Lui qui fut si velléitaire

Désormais va devoir*** se taire.

 

 

Pour me faire mentir, autant que me secouer la couenne, je copie ci-après, tout de même, un passage du Miroir qui revient (p. 208) :

Tout cela c'est du réel, c'est-à-dire du fragmentaire, du fuyant, de l'inutile, si accidentel même et si particulier que tout événement y apparaît à chaque instant comme gratuit, et toute existence en fin de compte comme privée de la moindre signification unificatrice. L'avènement du roman moderne est précisément lié à cette découverte : le réel est discontinu, formé d'éléments juxtaposés sans raison dont chacun est unique, d'autant plus difficiles à saisir qu'ils surgissent de façon sans cesse imprévue, hors de propos, aléatoire.

 

 

* Sujet de composition philosophique : comment un libraire qui appartient à un réseau de librairies dites "de qualité" peut-il afficher des posters vantant Anne Gavalda ?

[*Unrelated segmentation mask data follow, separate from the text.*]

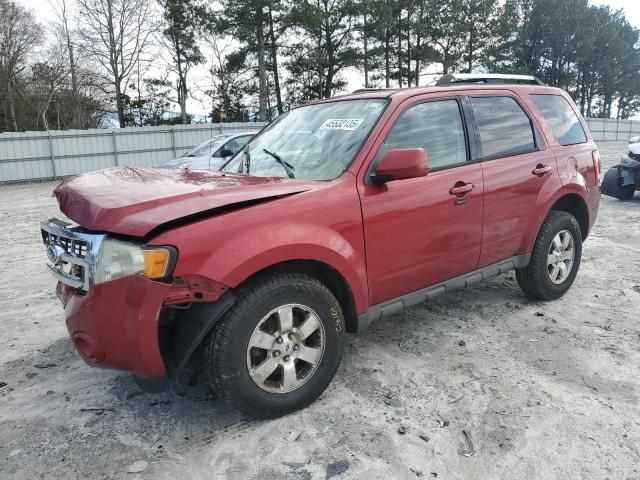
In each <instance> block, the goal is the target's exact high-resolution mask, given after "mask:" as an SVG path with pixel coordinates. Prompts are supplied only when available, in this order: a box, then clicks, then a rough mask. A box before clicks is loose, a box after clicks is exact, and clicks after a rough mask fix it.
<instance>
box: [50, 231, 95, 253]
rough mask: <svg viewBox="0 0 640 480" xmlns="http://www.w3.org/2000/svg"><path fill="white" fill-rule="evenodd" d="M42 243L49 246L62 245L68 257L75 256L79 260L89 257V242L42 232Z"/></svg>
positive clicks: (54, 234)
mask: <svg viewBox="0 0 640 480" xmlns="http://www.w3.org/2000/svg"><path fill="white" fill-rule="evenodd" d="M42 241H43V242H44V244H45V245H47V246H48V245H51V244H54V245H55V244H57V245H60V246H61V247H62V248H63V249H64V251H65V253H67V255H73V256H75V257H78V258H85V257H86V256H87V242H86V241H84V240H73V239H71V238H66V237H63V236H60V235H56V234H55V233H49V232H47V231H45V230H42Z"/></svg>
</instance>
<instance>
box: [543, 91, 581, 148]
mask: <svg viewBox="0 0 640 480" xmlns="http://www.w3.org/2000/svg"><path fill="white" fill-rule="evenodd" d="M531 99H532V100H533V103H535V104H536V107H538V110H540V112H541V113H542V116H543V117H544V119H545V120H546V122H547V123H548V124H549V127H551V131H552V132H553V135H554V136H555V137H556V140H558V143H559V144H560V145H576V144H578V143H585V142H586V141H587V136H586V135H585V134H584V129H583V128H582V125H581V124H580V120H578V116H577V115H576V112H574V110H573V108H571V105H569V102H567V100H566V98H564V97H562V96H560V95H531Z"/></svg>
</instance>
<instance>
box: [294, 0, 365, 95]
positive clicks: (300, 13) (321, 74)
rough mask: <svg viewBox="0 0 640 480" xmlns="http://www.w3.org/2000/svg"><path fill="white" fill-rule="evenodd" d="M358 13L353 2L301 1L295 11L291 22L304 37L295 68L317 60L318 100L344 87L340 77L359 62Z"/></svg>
mask: <svg viewBox="0 0 640 480" xmlns="http://www.w3.org/2000/svg"><path fill="white" fill-rule="evenodd" d="M357 13H358V9H357V6H356V3H355V2H354V1H353V0H334V1H331V2H330V1H329V0H301V1H299V2H296V3H295V4H294V5H293V7H292V9H291V13H290V22H291V24H292V25H294V26H295V28H296V29H297V30H298V32H299V34H300V36H301V37H302V41H301V42H300V43H299V48H297V49H296V51H295V53H294V56H293V59H292V62H291V66H292V67H294V68H296V67H299V65H300V64H301V63H305V59H313V61H314V64H315V66H316V68H315V70H316V71H315V75H316V78H315V86H314V87H313V88H314V90H315V92H314V93H315V94H314V97H315V98H328V97H330V96H331V95H333V94H334V92H335V91H336V90H337V89H338V88H339V87H340V86H341V85H342V84H343V83H342V81H341V80H340V79H339V78H338V75H339V73H340V72H341V71H342V70H344V69H345V68H348V67H352V66H356V65H357V64H358V62H359V51H358V49H357V48H356V47H354V46H353V38H354V37H353V35H354V31H355V21H356V18H357ZM309 93H311V92H309Z"/></svg>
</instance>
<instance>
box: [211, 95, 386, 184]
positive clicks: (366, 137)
mask: <svg viewBox="0 0 640 480" xmlns="http://www.w3.org/2000/svg"><path fill="white" fill-rule="evenodd" d="M370 100H376V101H380V102H381V103H384V106H383V107H382V108H381V109H380V113H378V116H377V118H376V119H375V121H374V122H372V124H371V127H370V128H369V131H368V132H367V134H366V135H365V136H364V137H363V138H362V142H360V145H358V148H357V149H356V153H355V154H354V155H353V158H352V159H351V160H350V161H349V163H347V164H345V167H344V170H342V172H340V174H338V175H336V176H335V177H334V178H328V179H318V180H313V181H319V182H332V181H334V180H337V179H338V178H340V177H342V176H343V175H344V173H345V172H346V171H348V170H349V168H351V166H352V165H353V162H355V160H356V158H358V154H359V153H360V152H361V151H362V147H363V146H364V144H365V143H367V140H369V137H370V136H371V134H372V133H373V131H374V130H375V127H376V126H377V125H378V123H379V122H380V119H381V118H382V115H384V112H386V111H387V108H389V105H390V104H391V98H389V97H382V98H380V97H363V98H335V99H325V100H317V101H314V102H309V103H305V104H304V105H300V106H298V107H295V108H292V109H291V110H288V111H286V112H285V113H283V114H282V115H280V116H279V117H278V118H276V119H275V120H274V121H272V122H271V123H270V124H268V125H266V126H265V127H264V128H262V129H261V130H260V131H259V132H258V133H256V134H255V135H254V136H253V138H251V140H249V141H248V142H247V143H245V145H244V147H242V148H241V149H240V150H238V151H237V152H236V153H235V155H233V156H232V157H231V158H230V159H229V160H227V161H226V162H225V163H224V165H222V166H221V167H220V169H219V171H221V172H222V171H223V170H224V169H225V168H227V165H229V164H230V163H231V162H233V160H234V159H235V158H236V156H237V155H242V153H243V152H244V151H245V150H246V149H248V148H249V145H250V144H251V143H253V141H254V140H256V139H258V138H259V137H260V136H261V135H262V134H263V133H265V132H267V131H269V130H271V128H272V127H273V126H274V125H275V124H277V123H278V122H279V121H280V120H282V119H283V118H285V117H286V116H287V115H289V113H291V112H293V111H294V110H298V109H300V108H305V107H312V106H314V105H326V104H327V103H337V102H362V101H370ZM228 173H237V172H228ZM240 175H247V174H246V173H241V174H240ZM248 175H250V176H257V175H251V174H248ZM279 178H280V177H279ZM282 178H284V179H286V180H288V178H287V177H282ZM306 180H310V181H311V179H306Z"/></svg>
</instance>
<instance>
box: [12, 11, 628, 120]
mask: <svg viewBox="0 0 640 480" xmlns="http://www.w3.org/2000/svg"><path fill="white" fill-rule="evenodd" d="M15 1H17V3H18V4H20V5H23V6H24V7H26V8H28V9H30V10H32V11H33V12H34V13H35V15H36V18H37V19H38V20H39V21H40V22H41V23H43V24H47V23H48V22H49V21H52V20H55V18H56V16H55V13H54V9H53V7H52V6H51V3H50V1H49V0H15ZM53 1H55V0H53ZM72 1H73V0H72ZM72 1H71V2H70V3H72ZM589 3H591V4H592V5H609V6H610V7H611V8H612V9H613V10H620V9H622V10H624V12H625V14H626V17H627V19H628V20H629V22H630V23H631V24H632V25H633V26H634V27H636V28H640V0H591V1H590V2H589ZM345 76H346V79H347V81H348V86H347V91H351V90H355V89H357V88H361V87H362V86H363V85H362V83H363V81H364V79H363V78H362V76H361V74H360V73H358V72H357V71H355V70H353V71H350V72H346V75H345ZM192 82H193V84H194V85H195V86H196V88H195V89H193V90H194V91H197V90H205V89H207V88H208V87H209V81H208V74H207V67H206V66H200V67H197V68H196V69H194V70H193V72H192ZM194 96H195V97H196V98H192V99H190V101H189V102H188V105H187V109H188V110H189V112H190V113H196V114H204V113H206V112H207V109H208V107H209V105H208V104H207V103H208V102H207V100H206V98H205V97H204V96H203V95H202V94H198V93H195V95H194Z"/></svg>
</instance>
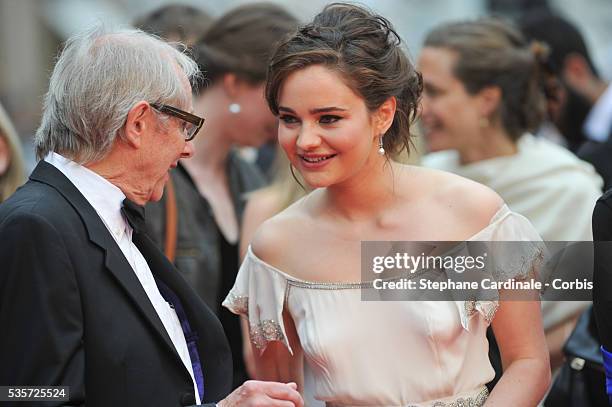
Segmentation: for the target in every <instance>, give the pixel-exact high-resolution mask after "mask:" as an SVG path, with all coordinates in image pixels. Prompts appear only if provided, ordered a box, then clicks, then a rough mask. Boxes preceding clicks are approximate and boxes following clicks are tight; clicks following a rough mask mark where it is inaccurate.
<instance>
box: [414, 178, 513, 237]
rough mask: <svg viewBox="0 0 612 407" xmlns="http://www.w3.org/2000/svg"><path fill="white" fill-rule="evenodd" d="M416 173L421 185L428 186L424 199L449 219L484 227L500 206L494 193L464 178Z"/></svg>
mask: <svg viewBox="0 0 612 407" xmlns="http://www.w3.org/2000/svg"><path fill="white" fill-rule="evenodd" d="M418 171H419V172H420V173H419V174H418V175H419V178H420V179H421V182H423V183H425V184H426V185H429V190H428V192H429V193H427V192H426V194H425V195H428V199H431V200H432V203H433V204H434V207H438V208H440V209H442V210H445V211H448V212H449V214H450V215H451V216H452V217H453V218H456V219H463V220H464V221H466V222H470V223H471V222H473V223H474V224H475V226H478V225H480V226H483V227H484V226H486V225H487V224H488V223H489V221H490V220H491V218H493V216H494V215H495V214H496V213H497V211H499V209H500V208H501V206H503V204H504V201H503V199H502V198H501V197H500V196H499V195H498V194H497V192H495V191H494V190H492V189H491V188H489V187H488V186H486V185H483V184H480V183H478V182H475V181H472V180H470V179H468V178H464V177H461V176H459V175H456V174H452V173H449V172H446V171H440V170H435V169H431V168H423V167H419V168H418Z"/></svg>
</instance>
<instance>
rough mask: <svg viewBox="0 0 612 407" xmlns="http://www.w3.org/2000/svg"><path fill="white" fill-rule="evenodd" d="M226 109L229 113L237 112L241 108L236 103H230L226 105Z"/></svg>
mask: <svg viewBox="0 0 612 407" xmlns="http://www.w3.org/2000/svg"><path fill="white" fill-rule="evenodd" d="M228 110H229V111H230V113H233V114H238V113H240V111H241V110H242V108H241V107H240V105H239V104H238V103H230V105H229V106H228Z"/></svg>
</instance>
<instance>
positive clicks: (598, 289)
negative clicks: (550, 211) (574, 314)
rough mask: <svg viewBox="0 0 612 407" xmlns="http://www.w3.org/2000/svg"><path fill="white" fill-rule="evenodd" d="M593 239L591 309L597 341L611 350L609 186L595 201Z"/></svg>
mask: <svg viewBox="0 0 612 407" xmlns="http://www.w3.org/2000/svg"><path fill="white" fill-rule="evenodd" d="M593 240H594V241H595V243H594V244H595V257H594V267H593V311H594V314H595V320H596V322H597V328H598V331H599V339H600V341H601V344H602V345H603V346H604V348H606V350H608V351H612V189H610V190H608V191H607V192H606V193H605V194H604V195H603V196H602V197H601V198H599V200H598V201H597V203H596V204H595V209H594V211H593Z"/></svg>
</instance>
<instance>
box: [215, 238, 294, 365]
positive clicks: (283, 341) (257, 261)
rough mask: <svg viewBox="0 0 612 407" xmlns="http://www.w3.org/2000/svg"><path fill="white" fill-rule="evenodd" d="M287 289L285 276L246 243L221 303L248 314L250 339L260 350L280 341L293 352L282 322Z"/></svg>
mask: <svg viewBox="0 0 612 407" xmlns="http://www.w3.org/2000/svg"><path fill="white" fill-rule="evenodd" d="M286 293H287V279H286V277H285V276H284V275H282V274H281V273H279V272H278V271H277V270H275V269H274V268H272V267H271V266H269V265H267V264H266V263H264V262H263V261H261V260H260V259H258V258H257V257H256V256H255V255H254V254H253V252H252V251H251V248H250V247H249V249H248V252H247V255H246V257H245V259H244V262H243V263H242V266H241V267H240V270H239V272H238V276H237V277H236V282H235V283H234V287H233V288H232V289H231V290H230V292H229V294H228V295H227V297H226V298H225V300H224V301H223V306H224V307H226V308H227V309H229V310H230V311H231V312H233V313H234V314H238V315H244V316H246V317H247V319H248V321H249V335H250V339H251V342H252V343H253V344H254V345H255V347H256V348H257V349H259V351H260V353H263V352H264V350H265V349H266V347H267V346H268V343H270V342H272V341H279V342H281V343H283V344H284V345H285V346H286V347H287V349H288V350H289V352H290V353H291V354H293V351H292V349H291V346H290V345H289V341H288V339H287V334H286V332H285V326H284V323H283V308H284V304H285V299H286V298H285V297H286Z"/></svg>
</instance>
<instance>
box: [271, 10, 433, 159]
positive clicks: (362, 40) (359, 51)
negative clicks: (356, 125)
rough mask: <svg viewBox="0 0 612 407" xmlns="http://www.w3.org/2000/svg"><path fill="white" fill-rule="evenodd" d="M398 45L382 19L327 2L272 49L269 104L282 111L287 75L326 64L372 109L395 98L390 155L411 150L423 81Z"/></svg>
mask: <svg viewBox="0 0 612 407" xmlns="http://www.w3.org/2000/svg"><path fill="white" fill-rule="evenodd" d="M400 43H401V39H400V37H399V36H398V35H397V33H396V32H395V31H394V29H393V27H392V25H391V23H390V22H389V21H388V20H387V19H385V18H384V17H381V16H379V15H376V14H374V13H372V12H370V11H369V10H366V9H365V8H363V7H360V6H356V5H352V4H345V3H332V4H329V5H328V6H326V7H325V8H324V9H323V11H322V12H321V13H319V14H318V15H317V16H316V17H315V18H314V20H313V21H312V22H311V23H309V24H307V25H305V26H303V27H301V28H300V29H299V30H298V31H297V32H296V33H295V34H294V35H293V36H291V37H290V38H288V39H287V40H285V41H284V42H282V43H281V44H280V45H279V46H278V48H277V49H276V51H275V52H274V54H273V56H272V58H271V61H270V66H269V68H268V82H267V84H266V98H267V100H268V105H269V106H270V109H271V110H272V112H273V113H274V114H276V115H278V96H279V91H280V88H281V86H282V84H283V82H284V81H285V79H287V77H288V76H289V75H290V74H291V73H293V72H295V71H297V70H300V69H303V68H305V67H307V66H310V65H324V66H326V67H328V68H329V69H331V70H334V71H336V72H339V73H340V75H341V76H342V77H343V78H344V79H345V81H346V84H347V86H349V87H350V88H351V90H353V92H355V93H357V94H358V95H360V96H361V97H362V98H363V99H364V101H365V104H366V106H367V108H368V109H369V110H370V111H371V112H372V111H374V110H376V109H377V108H379V107H380V106H381V105H382V104H383V103H384V102H385V101H386V100H388V99H389V98H390V97H395V98H396V99H397V110H396V113H395V117H394V118H393V123H392V125H391V127H390V128H389V130H387V132H386V134H385V135H384V137H383V143H384V148H385V151H387V152H388V153H389V154H396V153H398V152H399V151H401V150H403V149H404V148H405V149H407V150H409V148H410V125H411V123H412V122H413V121H414V118H415V117H416V114H417V107H418V103H419V98H420V96H421V92H422V89H423V84H422V79H421V75H420V74H419V73H418V72H417V71H416V70H415V69H414V66H413V65H412V64H411V63H410V61H409V60H408V58H407V57H406V55H405V53H404V52H403V50H402V49H401V47H400Z"/></svg>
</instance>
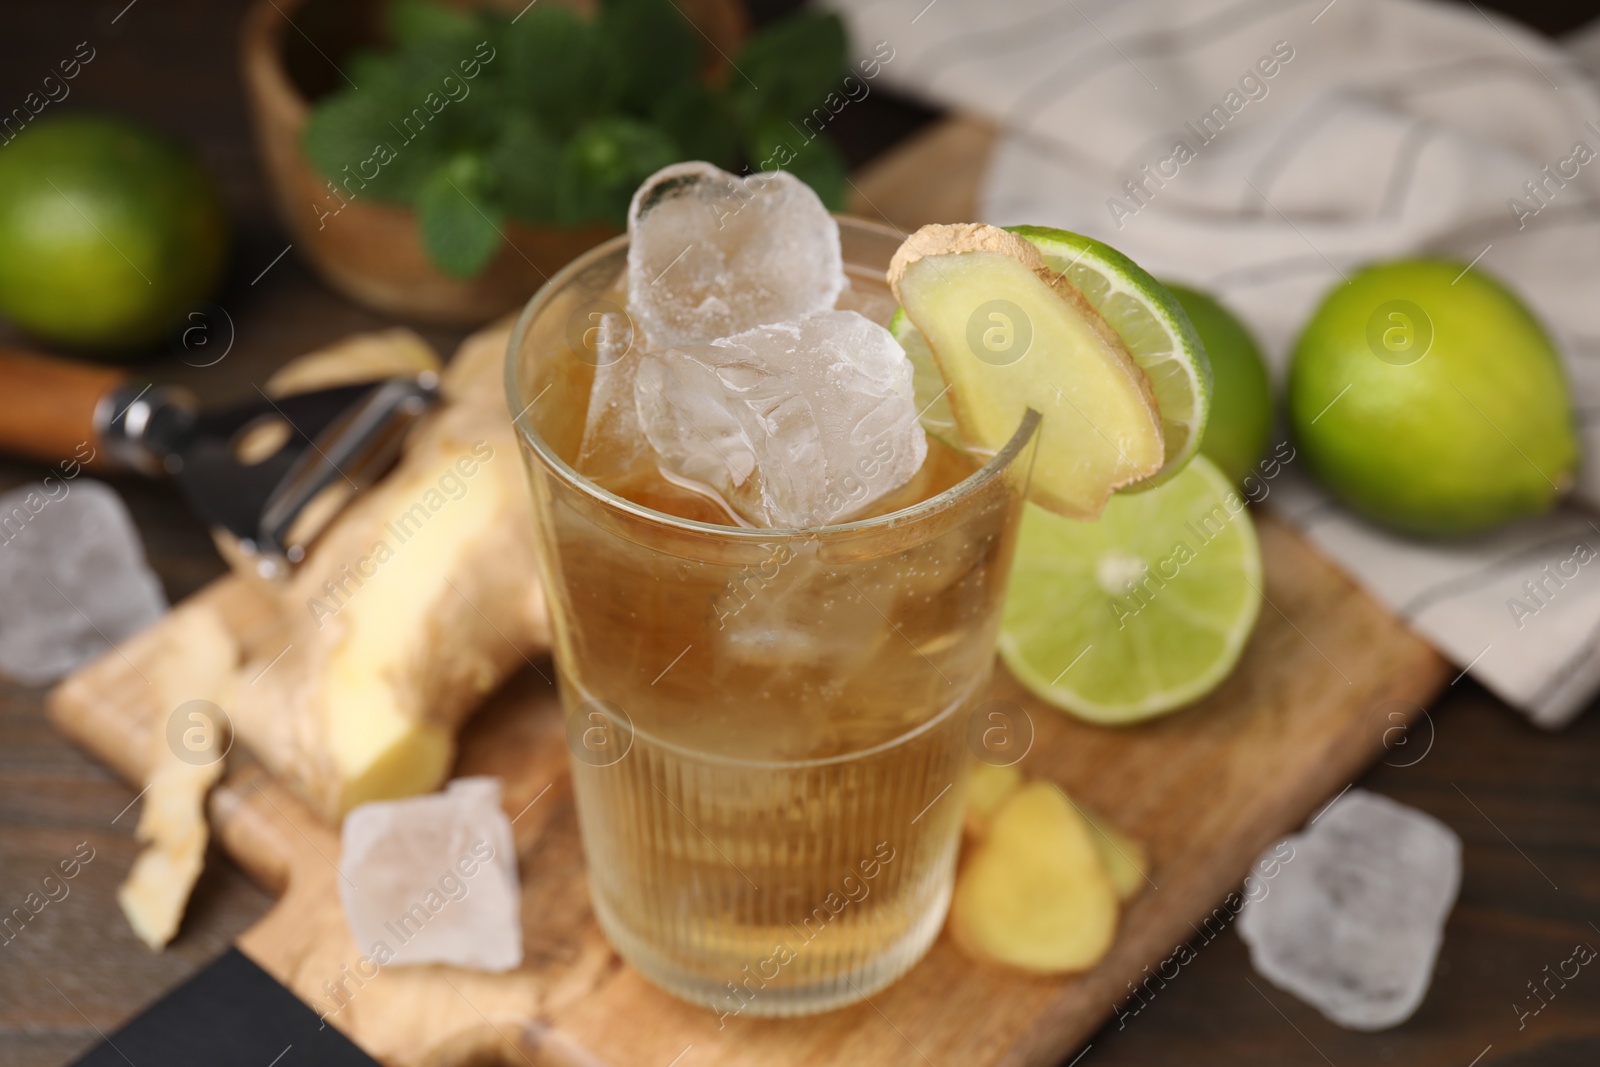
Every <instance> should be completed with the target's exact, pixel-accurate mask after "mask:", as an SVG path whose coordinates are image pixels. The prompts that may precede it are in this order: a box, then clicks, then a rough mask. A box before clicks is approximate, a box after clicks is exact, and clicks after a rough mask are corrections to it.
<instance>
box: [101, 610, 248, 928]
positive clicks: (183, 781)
mask: <svg viewBox="0 0 1600 1067" xmlns="http://www.w3.org/2000/svg"><path fill="white" fill-rule="evenodd" d="M163 641H165V643H166V645H168V648H166V649H165V654H162V656H158V657H157V659H155V662H157V664H160V669H158V670H152V675H154V677H152V678H150V685H152V686H154V689H155V701H157V707H158V717H157V718H155V721H154V723H152V726H154V728H152V729H150V737H149V745H150V750H149V755H147V760H149V768H150V773H149V787H147V789H146V792H144V808H142V809H141V811H139V829H138V830H136V832H134V837H136V838H138V840H139V841H144V843H146V848H144V849H142V851H141V853H139V854H138V857H134V861H133V869H131V870H130V872H128V878H126V881H123V883H122V888H120V889H117V904H118V905H122V913H123V915H126V917H128V925H130V926H133V933H136V934H138V936H139V941H142V942H144V944H147V945H150V947H152V949H162V947H163V945H166V942H170V941H171V939H173V936H174V934H176V933H178V926H179V923H181V921H182V917H184V909H186V907H187V905H189V894H190V893H192V891H194V885H195V880H197V878H198V877H200V869H202V867H203V865H205V846H206V837H208V827H206V819H205V798H206V793H208V792H210V790H211V785H214V784H216V781H218V779H219V777H222V769H224V766H226V765H224V760H222V757H224V755H226V753H227V745H229V737H227V734H226V729H227V723H226V720H222V717H219V715H216V713H214V709H208V707H205V704H203V702H210V704H219V705H221V704H232V701H234V683H235V675H234V669H235V665H237V664H238V646H237V643H235V641H234V637H232V633H230V632H229V630H227V627H226V625H224V622H222V619H221V616H218V614H216V611H213V609H211V608H206V606H189V608H181V609H178V613H174V614H173V617H171V619H170V621H168V622H166V627H165V632H163ZM190 702H194V704H190ZM173 715H178V717H179V721H178V723H176V729H168V723H170V718H171V717H173Z"/></svg>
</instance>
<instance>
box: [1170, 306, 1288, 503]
mask: <svg viewBox="0 0 1600 1067" xmlns="http://www.w3.org/2000/svg"><path fill="white" fill-rule="evenodd" d="M1166 288H1168V290H1171V293H1173V296H1176V298H1178V302H1179V304H1182V306H1184V310H1186V312H1189V322H1192V323H1194V326H1195V333H1198V334H1200V342H1202V344H1203V346H1205V350H1206V355H1210V357H1211V421H1210V422H1206V427H1205V437H1202V438H1200V451H1202V453H1205V454H1206V458H1208V459H1211V462H1214V464H1216V466H1218V467H1219V469H1221V470H1222V474H1226V475H1227V477H1229V480H1230V482H1232V483H1234V485H1238V483H1240V482H1243V480H1245V475H1248V474H1250V472H1251V470H1253V469H1254V466H1256V461H1258V459H1261V453H1262V451H1266V448H1267V437H1269V435H1270V434H1272V389H1270V386H1269V384H1267V365H1266V363H1262V360H1261V347H1259V346H1258V344H1256V339H1254V338H1251V336H1250V331H1248V330H1246V328H1245V323H1242V322H1238V318H1235V317H1234V312H1230V310H1227V309H1226V307H1222V306H1221V304H1218V302H1216V299H1213V298H1211V296H1208V294H1206V293H1200V291H1197V290H1190V288H1186V286H1182V285H1171V283H1166Z"/></svg>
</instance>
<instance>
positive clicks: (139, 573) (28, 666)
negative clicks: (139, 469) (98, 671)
mask: <svg viewBox="0 0 1600 1067" xmlns="http://www.w3.org/2000/svg"><path fill="white" fill-rule="evenodd" d="M165 613H166V595H165V593H163V592H162V582H160V581H158V579H157V577H155V573H154V571H150V566H149V565H147V563H146V561H144V545H142V544H141V541H139V531H138V530H136V528H134V525H133V518H131V517H130V515H128V509H126V506H123V502H122V498H118V496H117V493H115V491H114V490H110V488H109V486H106V485H102V483H99V482H90V480H86V478H78V480H56V478H51V480H50V482H43V483H35V485H24V486H19V488H16V490H11V491H10V493H6V494H3V496H0V673H5V675H8V677H11V678H14V680H18V681H21V683H24V685H43V683H46V681H54V680H56V678H61V677H62V675H66V673H67V672H70V670H72V669H75V667H77V665H80V664H83V662H88V661H90V659H93V657H94V656H99V654H101V653H104V651H106V649H109V648H110V646H112V645H115V643H117V641H120V640H123V638H125V637H131V635H133V633H136V632H139V630H142V629H144V627H147V625H149V624H152V622H155V621H157V619H160V617H162V616H163V614H165Z"/></svg>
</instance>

** Une prime coquille donnait à lire : "Veilléité". Le veilleur velléitaire, voilà qui m'irait assez bien (avec la pointe de grandiloquence auto-ironique que les sots ne comprendraient pas ?).

*** (Ou est-ce "pouvoir" ?)

 

mercredi, 22 juillet 2009

Coupesarte

Je n'y suis

Manoir de Coupesarte, Calvados, lundi 20 juillet 2009.(hélas) pour personne.

lundi, 20 juillet 2009

De l'importance des italiques

Le Passé m'attend sur ma table de chevet.